Devotion: How God Can Use Your Affliction to Bring You Closer to Him

Devotion: How God Can Use Your Affliction to Bring You Closer to Him
This devotion is an interesting look at God using your affliction.  So often we blame God for our health problems.
“It was good for me to be afflicted so that I might learn your decrees. The law from your mouth is more precious to me than thousands of pieces of silver and gold” (Psalm 119:71-72).


From my journal during a recent health battle I wrote the following. . .

The nausea and back pain are getting worse. All I want to do is sit by my fireplace, put some heat on my back and open the Word. I love how the Word instantly calms my anxiousness and restores my inner peace. Why is it then that I only seem to read my Bible and pray when I’m sick, tired, or frustrated?

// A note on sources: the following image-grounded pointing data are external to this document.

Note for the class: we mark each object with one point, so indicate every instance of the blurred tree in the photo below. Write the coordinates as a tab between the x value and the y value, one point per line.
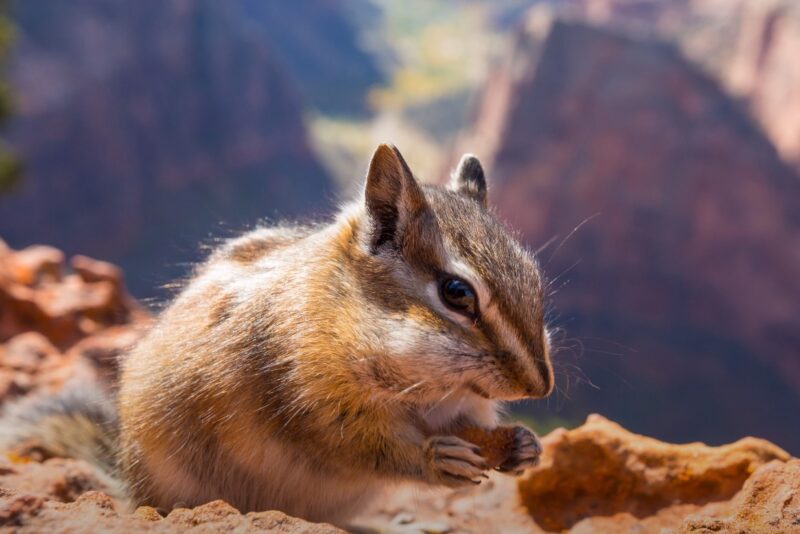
10	168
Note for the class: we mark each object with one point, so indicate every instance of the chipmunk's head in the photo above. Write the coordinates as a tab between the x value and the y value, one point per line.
460	299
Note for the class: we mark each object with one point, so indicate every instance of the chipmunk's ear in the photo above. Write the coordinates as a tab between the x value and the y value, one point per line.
392	196
469	179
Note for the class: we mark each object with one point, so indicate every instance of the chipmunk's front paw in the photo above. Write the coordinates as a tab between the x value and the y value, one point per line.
525	452
454	462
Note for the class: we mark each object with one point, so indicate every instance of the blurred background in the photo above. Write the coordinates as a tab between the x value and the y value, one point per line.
648	150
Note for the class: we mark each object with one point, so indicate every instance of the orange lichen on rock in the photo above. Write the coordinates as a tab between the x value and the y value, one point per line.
768	502
601	469
496	444
39	293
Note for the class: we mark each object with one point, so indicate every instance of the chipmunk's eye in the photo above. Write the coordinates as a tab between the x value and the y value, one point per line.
459	296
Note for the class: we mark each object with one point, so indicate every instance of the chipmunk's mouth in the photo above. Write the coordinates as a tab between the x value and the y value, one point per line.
475	388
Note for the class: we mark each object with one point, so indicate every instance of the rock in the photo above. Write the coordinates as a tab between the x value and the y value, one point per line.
601	469
55	328
768	502
673	231
91	270
37	297
148	127
34	264
97	512
54	479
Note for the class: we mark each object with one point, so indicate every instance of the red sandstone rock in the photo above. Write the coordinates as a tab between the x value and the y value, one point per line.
676	231
54	327
600	469
768	502
97	512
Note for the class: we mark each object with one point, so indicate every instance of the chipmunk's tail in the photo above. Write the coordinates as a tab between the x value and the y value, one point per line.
79	422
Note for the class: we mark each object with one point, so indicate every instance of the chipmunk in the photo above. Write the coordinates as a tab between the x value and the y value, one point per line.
304	367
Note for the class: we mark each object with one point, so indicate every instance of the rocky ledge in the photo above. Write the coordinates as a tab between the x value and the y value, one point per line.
61	321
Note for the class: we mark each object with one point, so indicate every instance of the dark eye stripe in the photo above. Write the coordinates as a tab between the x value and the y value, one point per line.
459	296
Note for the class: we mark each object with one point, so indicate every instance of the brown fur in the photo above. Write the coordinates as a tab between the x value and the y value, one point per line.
323	351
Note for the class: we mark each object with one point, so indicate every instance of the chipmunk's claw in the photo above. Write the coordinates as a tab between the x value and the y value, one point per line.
525	453
453	461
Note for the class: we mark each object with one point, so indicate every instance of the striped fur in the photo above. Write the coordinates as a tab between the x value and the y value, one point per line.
304	368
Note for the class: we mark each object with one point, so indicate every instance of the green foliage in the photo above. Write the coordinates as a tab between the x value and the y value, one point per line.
10	167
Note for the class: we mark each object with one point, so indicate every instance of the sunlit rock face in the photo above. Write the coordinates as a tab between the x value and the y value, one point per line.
673	228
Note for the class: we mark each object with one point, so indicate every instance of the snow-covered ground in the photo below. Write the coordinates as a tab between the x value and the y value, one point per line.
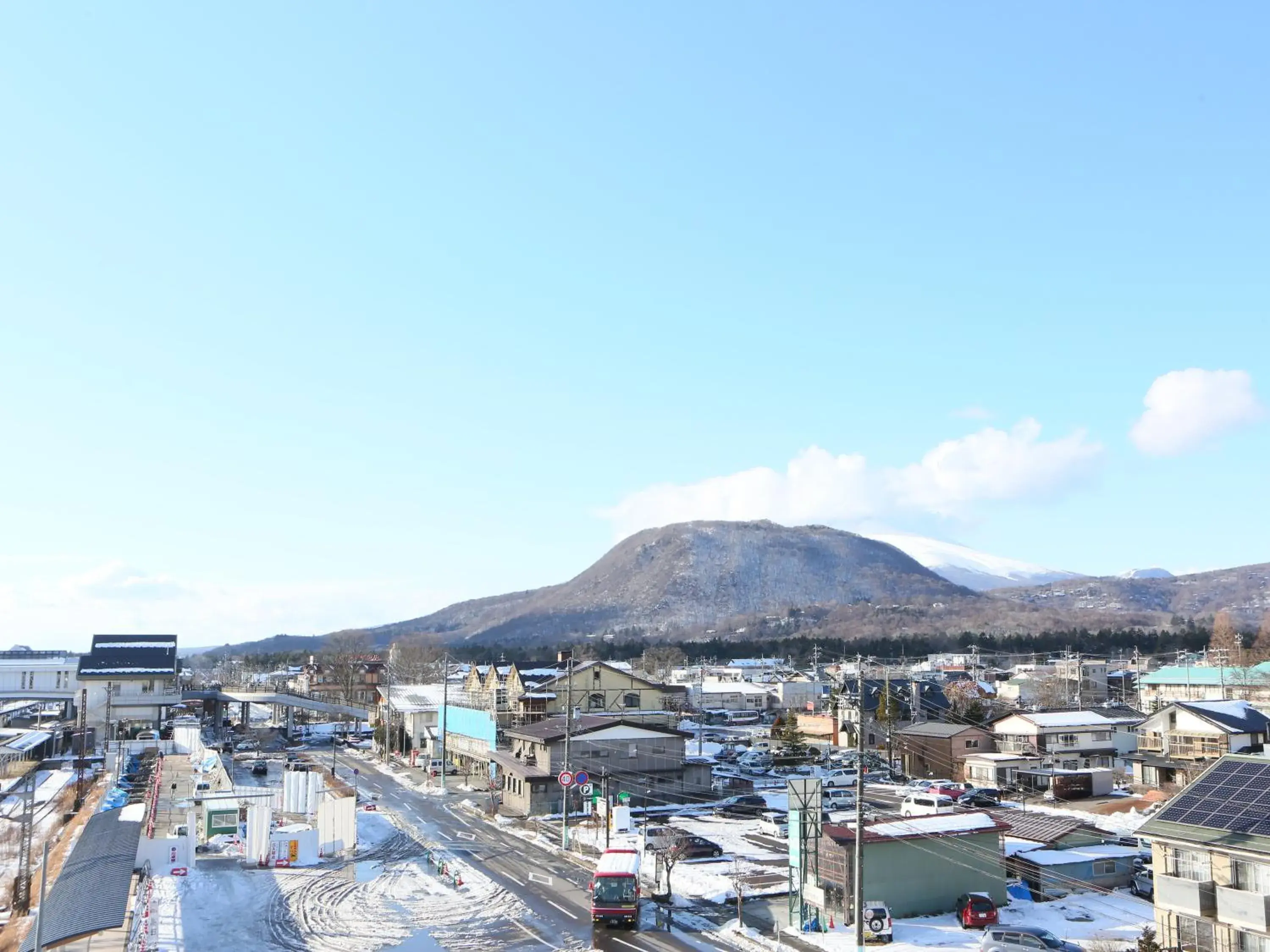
390	895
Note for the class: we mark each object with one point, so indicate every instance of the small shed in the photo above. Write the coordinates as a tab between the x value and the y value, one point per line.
1052	874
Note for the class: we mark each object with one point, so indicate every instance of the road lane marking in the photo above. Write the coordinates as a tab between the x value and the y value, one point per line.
531	933
572	916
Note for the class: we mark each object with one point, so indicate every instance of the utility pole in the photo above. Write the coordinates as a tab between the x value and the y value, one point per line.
858	902
445	704
40	913
568	724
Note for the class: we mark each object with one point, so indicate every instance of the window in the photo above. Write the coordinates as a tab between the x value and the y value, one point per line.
1250	878
1188	865
1194	936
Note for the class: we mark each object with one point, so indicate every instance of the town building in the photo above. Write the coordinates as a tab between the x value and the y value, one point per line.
938	749
920	866
643	759
131	682
1211	853
1071	740
353	681
1194	682
1183	739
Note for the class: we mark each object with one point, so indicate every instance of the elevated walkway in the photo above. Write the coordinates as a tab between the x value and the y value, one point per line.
284	699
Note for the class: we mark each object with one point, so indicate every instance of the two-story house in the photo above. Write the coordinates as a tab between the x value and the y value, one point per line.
597	687
1070	740
39	676
638	758
936	749
1182	740
1211	852
131	681
353	682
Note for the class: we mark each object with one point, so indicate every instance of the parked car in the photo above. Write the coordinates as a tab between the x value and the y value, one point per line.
700	848
878	922
978	799
839	798
976	911
925	805
742	805
837	777
775	824
1143	884
1023	938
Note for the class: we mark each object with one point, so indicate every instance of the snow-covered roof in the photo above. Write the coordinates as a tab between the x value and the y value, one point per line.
1077	855
941	823
1068	719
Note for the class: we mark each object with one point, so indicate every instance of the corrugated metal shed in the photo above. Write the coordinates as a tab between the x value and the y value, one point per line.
92	893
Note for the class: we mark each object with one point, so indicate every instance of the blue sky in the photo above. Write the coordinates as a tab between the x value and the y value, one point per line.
328	316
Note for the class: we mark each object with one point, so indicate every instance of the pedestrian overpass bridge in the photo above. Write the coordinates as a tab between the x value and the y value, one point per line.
279	699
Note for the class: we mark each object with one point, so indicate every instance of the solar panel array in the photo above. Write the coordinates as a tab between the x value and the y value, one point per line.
1234	796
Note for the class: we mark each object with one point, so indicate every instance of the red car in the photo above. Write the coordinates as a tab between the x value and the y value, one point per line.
976	911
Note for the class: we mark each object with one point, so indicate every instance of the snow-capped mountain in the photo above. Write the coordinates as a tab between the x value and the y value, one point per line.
1147	574
976	570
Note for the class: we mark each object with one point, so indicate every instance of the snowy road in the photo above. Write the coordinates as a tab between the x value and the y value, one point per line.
555	907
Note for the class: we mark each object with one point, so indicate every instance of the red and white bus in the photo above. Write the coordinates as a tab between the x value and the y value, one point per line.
615	888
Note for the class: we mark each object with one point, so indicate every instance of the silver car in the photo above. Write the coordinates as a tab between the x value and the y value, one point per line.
1024	938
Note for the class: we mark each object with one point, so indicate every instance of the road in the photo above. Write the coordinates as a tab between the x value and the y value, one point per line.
550	885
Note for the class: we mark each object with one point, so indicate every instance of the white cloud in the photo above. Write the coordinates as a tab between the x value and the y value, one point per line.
64	612
818	487
1188	408
994	465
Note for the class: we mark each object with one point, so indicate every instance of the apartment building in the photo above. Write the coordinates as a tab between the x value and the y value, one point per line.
1071	740
1212	860
1182	740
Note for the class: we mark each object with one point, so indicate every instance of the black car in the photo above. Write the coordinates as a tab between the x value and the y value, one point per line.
700	848
980	799
743	805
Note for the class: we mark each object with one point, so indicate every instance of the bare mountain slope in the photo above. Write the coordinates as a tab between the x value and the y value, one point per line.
694	574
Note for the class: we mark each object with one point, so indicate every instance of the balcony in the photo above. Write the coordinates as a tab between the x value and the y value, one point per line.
1192	898
1248	911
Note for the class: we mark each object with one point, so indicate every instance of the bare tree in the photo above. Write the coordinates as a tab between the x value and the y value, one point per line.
737	879
1260	650
345	658
670	851
1226	639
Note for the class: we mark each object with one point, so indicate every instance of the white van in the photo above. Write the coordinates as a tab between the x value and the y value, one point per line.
926	805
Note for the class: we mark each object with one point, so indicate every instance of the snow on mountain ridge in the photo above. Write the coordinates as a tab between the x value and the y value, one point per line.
971	568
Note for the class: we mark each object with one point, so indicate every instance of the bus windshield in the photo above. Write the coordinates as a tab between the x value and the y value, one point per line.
615	889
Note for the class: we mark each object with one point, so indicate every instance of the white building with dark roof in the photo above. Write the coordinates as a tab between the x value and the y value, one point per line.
131	682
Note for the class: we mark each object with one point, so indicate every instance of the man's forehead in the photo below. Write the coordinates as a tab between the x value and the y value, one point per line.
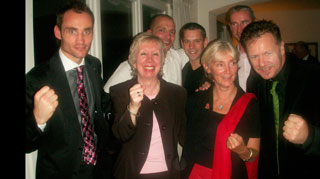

But God doesn't send the problem so much as He allows it to happen in order to use it for a good purpose. Romans 8:28 says just that, "And we know that all things work together for good to those who love God, to those who are the called according to His purpose." (NKJV)  

The  Commentary Critical and Explanatory on the Whole Bible written by Robert Jamieson, A. R. Fausset and David Brown and published in 1871 say this about Rom. 8:28, 


This working of all things for good is done quite naturally to "them that love God," because such souls, persuaded that He who gave His own Son for them cannot but mean them well in all His procedure, learn thus to take in good part whatever He sends them, however trying to flesh and blood: and to them who are the called, according to "His purpose," all things do in the same intelligible way "work together for good"; for, even when "He hath His way in the whirlwind," they see "His chariot paved with love" ( Solomon 3:10 ). And knowing that it is in pursuance of an eternal "purpose" of love that they have been "called into the fellowship of His Son Jesus Christ" ( 1 Corinthians 1:9 ), they naturally say within themselves, "It cannot be that He 'of whom, and through whom, and to whom are all things,' should suffer that purpose to be thwarted by anything really adverse to us, or that He should not make all things, dark as well as light, crooked as well as straight, to co-operate to the furtherance and final completion of His high design."  Jamieson, Fausset and Brown Commentary Rom. 8:28
Matthew Henry, in Matthew Henry Commentary on the Whole Bible (Concise), says,
That is good for the saints which does their souls good. Every providence tends to the spiritual good of those that love God; in breaking them off from sin, bringing them nearer to God, weaning them from the world, and fitting them for heaven. When the saints act out of character, corrections will be employed to bring them back again.  Matthew Henry Commentary Rom. 8:28
God causes even the things that are negative in our lives to work in some way, whether spiritually or physically, to work for us some kind of good. That may be to show us the error of our sinful ways, or draw us closer to Him, or to  gently correct us much in the way a loving parent shows their child loving correction.